WASHINGTON — In the ICYMI Department: U.S. Rep. Colleen Hanabusa is still beefing with Interior Secretary Ryan Zinke over his “konnichiwa” greeting during a committee hearing two months ago.
This week Zinke, who’s an appointee of President Donald Trump, took to Breitbart News Daily for a radio interview, and defended his statement by saying he had “friends that were Japanese.”
(He also took advantage of the friendly environment to support Trump’s border wall and stick up for his push to shrink national monuments.)
Ryan Zinke, seen here in 2016, doesn’t think he did anything wrong when greeting U.S. Rep. Colleen Hanabusa with “konnichiwa” during a discussion about about a grant program to preserve the history of the Japanese-American internment.
Here’s what Zinke had to say, according to The Hill:
“I grew up in a little logging, timber town, railroad town in Montana and a lot of my family lived through the years of the internment camps. I’ve long since had friends that were Japanese families that went through that,” Zinke told Breitbart Radio.
Zinke added that he thought it was an “appropriate greeting.”
“I’ve been to the Japanese War College at Etawah Jima and saying ‘konichiwa’ past ten o’clock as a greeting, I don’t think it’s any different than greeting anybody else in a language that’s respectful,” he said. “I grew up in Montana saying ‘good morning,’ saying ‘good afternoon.’ I think it’s an appropriate salute.”
Hanabusa, who’s running for governor in Hawaii, didn’t take kindly to Zinke doubling down on words that she and others found offensive.

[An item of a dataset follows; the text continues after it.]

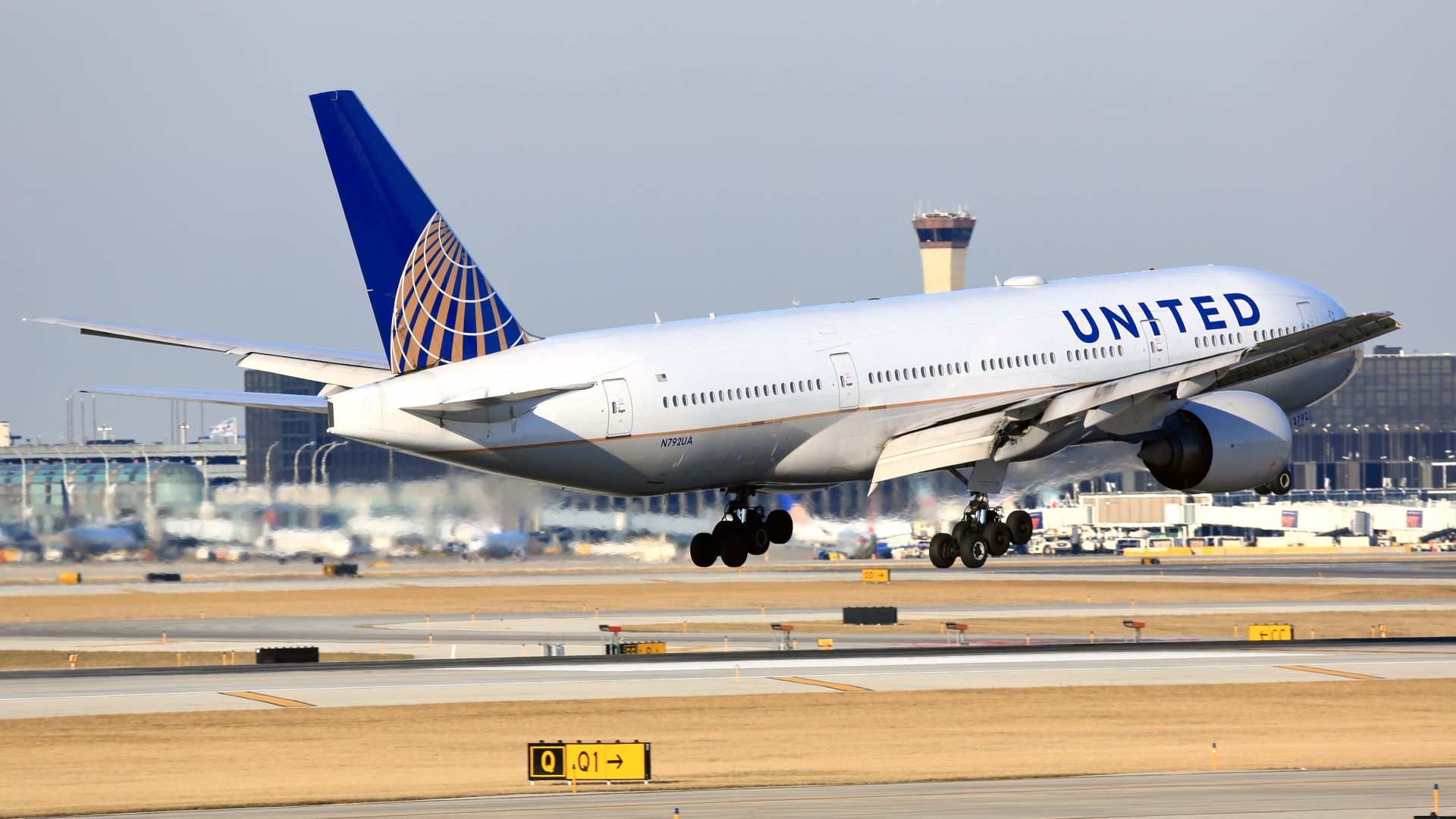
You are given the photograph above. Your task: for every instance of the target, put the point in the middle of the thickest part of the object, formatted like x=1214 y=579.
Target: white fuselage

.@SecretaryZinke continues to miss the point. This is racial stereotyping. Does he greet others in their ancestral language? This mentality led to a period in American history that saw 120,000 men, women and children, including my grandfathers, sent to internment camps after WWII https://t.co/a9VSZCgFOD
We must never forget the injustice of Japanese internment. We can never again allow our country to imprison its people because of their ancestry, not because they committed a crime. We cannot allow racial stereotyping to be a part of policy making, ever again.
The controversy first bubbled up in March during a House Natural Resource Committee budget hearing in which Hanabusa questioned Zinke about grant money to preserve the history of Japanese-American internment during World War II.

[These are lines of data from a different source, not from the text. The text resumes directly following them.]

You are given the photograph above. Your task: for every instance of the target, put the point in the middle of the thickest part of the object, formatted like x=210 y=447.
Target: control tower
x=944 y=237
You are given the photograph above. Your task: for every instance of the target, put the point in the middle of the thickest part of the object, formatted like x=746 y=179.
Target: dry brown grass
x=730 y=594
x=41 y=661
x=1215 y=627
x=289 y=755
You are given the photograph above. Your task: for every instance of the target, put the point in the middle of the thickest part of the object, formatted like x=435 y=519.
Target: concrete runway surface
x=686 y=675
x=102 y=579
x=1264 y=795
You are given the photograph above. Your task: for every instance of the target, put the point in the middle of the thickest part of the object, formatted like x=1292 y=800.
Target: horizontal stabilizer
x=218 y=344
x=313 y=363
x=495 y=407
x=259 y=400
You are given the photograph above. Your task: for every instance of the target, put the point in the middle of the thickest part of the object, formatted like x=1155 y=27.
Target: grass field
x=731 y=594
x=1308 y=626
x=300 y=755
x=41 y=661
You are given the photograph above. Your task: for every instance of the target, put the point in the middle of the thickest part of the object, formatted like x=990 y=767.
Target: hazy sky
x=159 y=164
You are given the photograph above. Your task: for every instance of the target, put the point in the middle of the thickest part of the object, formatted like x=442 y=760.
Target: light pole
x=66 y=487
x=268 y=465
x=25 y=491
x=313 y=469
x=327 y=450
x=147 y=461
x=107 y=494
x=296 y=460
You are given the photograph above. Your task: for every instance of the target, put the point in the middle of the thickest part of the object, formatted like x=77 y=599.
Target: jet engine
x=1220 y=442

The Trump administration had cut funds for the program in its 2018 budget, and Hanabusa, relaying a story about how her grandfather had been detained, wanted assurances from Zinke that the program that was funded in 2017 would not be eliminated.

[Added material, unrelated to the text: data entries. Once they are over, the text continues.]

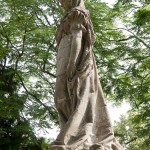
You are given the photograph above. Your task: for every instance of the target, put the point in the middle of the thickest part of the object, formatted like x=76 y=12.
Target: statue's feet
x=97 y=147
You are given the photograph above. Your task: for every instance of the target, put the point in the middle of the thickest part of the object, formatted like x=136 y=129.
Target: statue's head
x=69 y=4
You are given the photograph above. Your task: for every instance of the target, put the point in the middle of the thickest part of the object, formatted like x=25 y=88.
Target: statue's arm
x=75 y=50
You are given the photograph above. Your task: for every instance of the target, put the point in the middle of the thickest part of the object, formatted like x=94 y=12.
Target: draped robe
x=83 y=116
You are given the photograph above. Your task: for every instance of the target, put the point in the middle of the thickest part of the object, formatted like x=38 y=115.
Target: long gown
x=83 y=115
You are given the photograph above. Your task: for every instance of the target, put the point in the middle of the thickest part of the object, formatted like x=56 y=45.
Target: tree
x=27 y=60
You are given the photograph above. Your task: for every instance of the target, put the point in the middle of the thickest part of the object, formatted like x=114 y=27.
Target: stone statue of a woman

Congresswoman Colleen Hanabusa continues to blast Trump appointee Zinke for comments he made in March.
Anthony Quintano/Civil Beat
“Would we see it funded again in 2018?” she asked.
“Oh, konnichiwa,” Zinke replied, using the Japanese term for “good afternoon.”
“I think it’s still ‘ohayo gozaimasu,’ but that’s OK,” Hanabusa responded, using the Japanese phrase for “good morning.”
The awkward exchange set off a cascade of criticism for Zinke from all corners of the internet, and particularly from Japanese-American lawmakers.
Zinke’s latest comments seem likely to ensure that criticism will continue.